Transcriptional profiling studies of medulloblastoma tumors have shown multiple
distinct molecular subgroups with different:
- Demographics
- Transcriptomes
- Somatic genetic events
- Clinical outcomes
Classification outlined in a manuscript produced as a result of a consensus conference held in Boston 2010:
Four main subgroups of medulloblastoma identified:
1. Wnt
- Very good long-term prognosis (over 90% long-term survival)
- Accounts for less than 10% of medulloblastomas in children
- Often develop in a central location abutting the brainstem
- Occurs in older patients (median age 10yrs)
- Wnt signalling pathway aberration is related to Beta catenin mutations leading to increased protein synthesis and cell cycling
- Germ line mutations of the Wnt pathway inhibitor APC predispose to Turcot syndrome (associated with increased risk of medulloblastoma)
- Very likely to be an etiological role for canonical Wnt signaling in
the pathogenesis of these tumors - Almost all have classic histology
- Tends to occur in older children
- CTNNB1 mutations common
- Nuclear immunohistochemical staining for b-catenin common
- Monosomy six (deletion of one copy of chromosome 6 in the tumor) common
2. Shh (Sonic Hedgehog subgroup)
- Sonic Hedgehog pathway is secondary to a PTCH mutation
- Accounts for about 25% of cases
- Sonic Hedgehog signaling pathway is thought to drive tumor development in these cases:
- Gorlin syndrome = Individuals with germ line mutations in the Shh receptor PTCH and this syndrome predisposes to the development of medulloblastoma
- Germ line mutations of the Shh inhibitor SUFU also predispose to the development of medulloblastoma (especially infantile medulloblastoma)
- Shh tumors identified on the basis of transcriptional profiling
- Shh subgroup tumors have high levels of expression of MYCN
- Deletion of chromosome 9q apparently limited to Shh medulloblastomas (PTCH gene is located at chromosome 9q22)
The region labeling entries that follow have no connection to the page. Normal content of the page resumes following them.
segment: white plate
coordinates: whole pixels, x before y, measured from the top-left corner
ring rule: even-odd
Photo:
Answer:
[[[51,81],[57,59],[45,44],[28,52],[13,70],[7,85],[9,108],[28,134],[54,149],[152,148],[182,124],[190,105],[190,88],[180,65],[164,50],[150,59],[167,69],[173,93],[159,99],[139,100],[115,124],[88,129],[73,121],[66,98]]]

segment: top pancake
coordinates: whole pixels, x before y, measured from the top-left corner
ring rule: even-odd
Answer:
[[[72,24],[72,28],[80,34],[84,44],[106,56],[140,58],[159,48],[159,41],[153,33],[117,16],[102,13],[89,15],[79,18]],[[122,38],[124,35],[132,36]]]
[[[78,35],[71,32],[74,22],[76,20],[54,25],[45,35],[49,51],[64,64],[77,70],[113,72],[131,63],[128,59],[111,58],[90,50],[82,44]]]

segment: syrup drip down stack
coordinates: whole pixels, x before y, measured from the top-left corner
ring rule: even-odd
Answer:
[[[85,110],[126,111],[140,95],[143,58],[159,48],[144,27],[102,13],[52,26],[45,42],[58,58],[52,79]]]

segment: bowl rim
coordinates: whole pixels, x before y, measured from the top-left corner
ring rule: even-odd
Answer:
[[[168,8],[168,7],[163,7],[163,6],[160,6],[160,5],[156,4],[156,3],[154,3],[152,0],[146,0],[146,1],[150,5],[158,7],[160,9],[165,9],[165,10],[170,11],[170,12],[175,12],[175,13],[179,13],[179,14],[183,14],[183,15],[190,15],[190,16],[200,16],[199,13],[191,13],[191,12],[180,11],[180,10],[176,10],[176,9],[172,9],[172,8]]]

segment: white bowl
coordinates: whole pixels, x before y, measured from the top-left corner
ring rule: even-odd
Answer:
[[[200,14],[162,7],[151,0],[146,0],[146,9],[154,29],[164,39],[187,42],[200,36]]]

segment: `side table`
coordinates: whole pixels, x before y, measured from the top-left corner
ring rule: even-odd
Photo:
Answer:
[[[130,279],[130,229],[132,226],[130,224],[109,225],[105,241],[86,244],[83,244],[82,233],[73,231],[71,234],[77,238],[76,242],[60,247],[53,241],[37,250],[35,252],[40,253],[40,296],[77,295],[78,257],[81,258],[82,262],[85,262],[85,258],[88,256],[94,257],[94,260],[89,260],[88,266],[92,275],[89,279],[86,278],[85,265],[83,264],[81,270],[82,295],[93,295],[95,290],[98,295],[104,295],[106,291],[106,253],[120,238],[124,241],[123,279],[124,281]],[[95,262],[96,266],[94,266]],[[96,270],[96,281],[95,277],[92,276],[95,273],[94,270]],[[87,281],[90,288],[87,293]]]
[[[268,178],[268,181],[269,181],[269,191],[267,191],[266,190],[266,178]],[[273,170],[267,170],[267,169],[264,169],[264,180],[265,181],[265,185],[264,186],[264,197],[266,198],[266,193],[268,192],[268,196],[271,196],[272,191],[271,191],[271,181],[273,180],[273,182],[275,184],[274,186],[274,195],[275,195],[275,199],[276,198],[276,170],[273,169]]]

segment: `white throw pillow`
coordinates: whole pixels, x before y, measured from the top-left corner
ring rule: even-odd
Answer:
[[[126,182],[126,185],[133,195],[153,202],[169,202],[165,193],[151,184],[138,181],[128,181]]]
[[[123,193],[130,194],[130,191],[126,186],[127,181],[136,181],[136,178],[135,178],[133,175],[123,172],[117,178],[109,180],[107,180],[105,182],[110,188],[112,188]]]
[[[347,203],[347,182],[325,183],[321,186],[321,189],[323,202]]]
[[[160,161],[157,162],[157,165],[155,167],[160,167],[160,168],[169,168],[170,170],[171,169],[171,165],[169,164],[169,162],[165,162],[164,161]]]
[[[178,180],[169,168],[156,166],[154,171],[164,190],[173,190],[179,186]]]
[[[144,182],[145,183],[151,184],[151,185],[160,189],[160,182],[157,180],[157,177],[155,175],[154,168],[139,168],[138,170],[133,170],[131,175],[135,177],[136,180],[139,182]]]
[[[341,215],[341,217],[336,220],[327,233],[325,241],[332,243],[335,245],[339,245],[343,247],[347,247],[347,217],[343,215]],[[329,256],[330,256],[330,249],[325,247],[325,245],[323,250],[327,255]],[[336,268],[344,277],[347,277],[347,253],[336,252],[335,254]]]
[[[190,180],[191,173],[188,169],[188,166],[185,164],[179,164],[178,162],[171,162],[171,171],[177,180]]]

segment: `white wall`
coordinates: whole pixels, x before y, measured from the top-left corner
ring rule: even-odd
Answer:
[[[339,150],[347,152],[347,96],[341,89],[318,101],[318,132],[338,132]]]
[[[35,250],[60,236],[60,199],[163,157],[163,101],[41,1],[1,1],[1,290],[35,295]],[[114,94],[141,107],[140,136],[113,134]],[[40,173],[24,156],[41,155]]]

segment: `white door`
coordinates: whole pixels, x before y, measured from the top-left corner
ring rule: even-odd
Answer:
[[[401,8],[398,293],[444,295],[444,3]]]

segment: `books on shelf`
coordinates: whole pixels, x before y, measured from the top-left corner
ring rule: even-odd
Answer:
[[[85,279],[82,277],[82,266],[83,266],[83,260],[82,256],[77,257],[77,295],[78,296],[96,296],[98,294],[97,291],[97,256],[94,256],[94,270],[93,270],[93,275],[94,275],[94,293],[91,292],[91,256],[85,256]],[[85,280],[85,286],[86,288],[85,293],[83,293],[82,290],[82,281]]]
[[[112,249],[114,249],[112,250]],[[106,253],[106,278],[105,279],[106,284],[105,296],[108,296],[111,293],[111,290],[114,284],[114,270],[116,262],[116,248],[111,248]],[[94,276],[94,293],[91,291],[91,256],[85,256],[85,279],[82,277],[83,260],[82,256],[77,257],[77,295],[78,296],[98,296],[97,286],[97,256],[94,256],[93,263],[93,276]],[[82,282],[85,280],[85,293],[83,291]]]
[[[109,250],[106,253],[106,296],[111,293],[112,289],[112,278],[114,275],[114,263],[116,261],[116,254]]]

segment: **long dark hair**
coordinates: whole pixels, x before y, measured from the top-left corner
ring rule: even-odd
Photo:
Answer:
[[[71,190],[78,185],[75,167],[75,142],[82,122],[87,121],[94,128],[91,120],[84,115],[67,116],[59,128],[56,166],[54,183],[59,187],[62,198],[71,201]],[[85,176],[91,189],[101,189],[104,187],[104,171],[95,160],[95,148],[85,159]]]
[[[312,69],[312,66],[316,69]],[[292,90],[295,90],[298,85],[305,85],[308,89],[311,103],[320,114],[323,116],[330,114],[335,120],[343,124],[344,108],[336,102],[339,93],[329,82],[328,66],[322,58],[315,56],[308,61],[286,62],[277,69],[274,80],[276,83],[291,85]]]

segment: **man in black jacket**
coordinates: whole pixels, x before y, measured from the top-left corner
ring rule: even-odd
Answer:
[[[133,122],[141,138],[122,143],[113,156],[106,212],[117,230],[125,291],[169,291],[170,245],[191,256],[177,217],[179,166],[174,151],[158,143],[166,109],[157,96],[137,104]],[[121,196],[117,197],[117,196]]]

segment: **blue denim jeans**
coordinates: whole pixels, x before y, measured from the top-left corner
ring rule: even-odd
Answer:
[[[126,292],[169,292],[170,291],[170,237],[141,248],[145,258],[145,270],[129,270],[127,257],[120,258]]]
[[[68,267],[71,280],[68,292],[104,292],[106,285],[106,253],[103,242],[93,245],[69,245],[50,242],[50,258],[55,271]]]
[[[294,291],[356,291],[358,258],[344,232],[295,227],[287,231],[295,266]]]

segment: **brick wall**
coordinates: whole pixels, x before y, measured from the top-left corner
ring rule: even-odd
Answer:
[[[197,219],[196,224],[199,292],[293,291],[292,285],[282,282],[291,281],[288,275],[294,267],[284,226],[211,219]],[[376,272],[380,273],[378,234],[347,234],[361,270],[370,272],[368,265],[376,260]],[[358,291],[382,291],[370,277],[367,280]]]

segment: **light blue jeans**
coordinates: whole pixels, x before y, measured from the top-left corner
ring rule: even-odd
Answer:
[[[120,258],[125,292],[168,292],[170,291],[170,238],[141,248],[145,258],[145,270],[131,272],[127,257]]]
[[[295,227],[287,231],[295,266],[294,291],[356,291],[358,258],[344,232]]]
- Frequent in infants and adults over 16 years of age, but less frequent in children
- The great majority of nodular/desmoplastic medulloblastomas belong to the Shh subgroup
- Frequently arise in the cerebellar hemisphere
- Prognosis of Shh medulloblastoma similar to Group 4 medulloblastomas (moderately good)
3. Group 3
- Mostly classic medulloblastoma histological picture
- Accounts for 25% of medulloblastoma
- High incidence of large cell/anaplastic histology
- Frequently have metastatic disease at diagnosis
- Poor prognosis
- Immunohistochemical positivity for NPR3
- Transcriptional profile that clusters with other Group 3 tumors
- Group 3 and Wnt subgroup tumors have high levels of expression of MYC
- Group 3 can be further subdivided into:
- Group 3 alpha:
- All patients with MYC amplifications and group 3 diagnosis
- high risk of recurrence and death
- Group 3 beta:
- No MYC amplifications
- Better prognosis with clinical outcome similar to Group 4 patients
- Group 3 alpha:
- Amplification and over-expression of the medulloblastoma oncogene OTX2 appears to be restricted to Group 3 and Group 4 tumors
- Group 3 tumors are much more likely than Group 4 tumors to show
gain of chromosome 1q, and/or loss of chromosome 5q and chromosome 10q
4. Group 4
- Prototype for medulloblastoma: classic histology medulloblastoma with isochromosome 17q in a 6 - 8 year old boy
- Molecular pathogenesis of Group 4 tumors unclear
- Transcriptional profile that clusters with other Group 4 medulloblastomas
- KCNA1 suggested as an immunohistochemical marker for Group 4 tumors (requires validation)
- Isochromosome 17q is also seen in Group 3 tumors (26%), but is much more common in Group 4 tumors where it is the most common cytogenetic change observed (66%)
- Tumors in 80% of females with group 4 medulloblastoma show loss of the X chromosome
Comparison of the various subgroups of medulloblastoma taken from consensus paper:
These findings need to be validated prospectively and as time goes on this classification will be refined.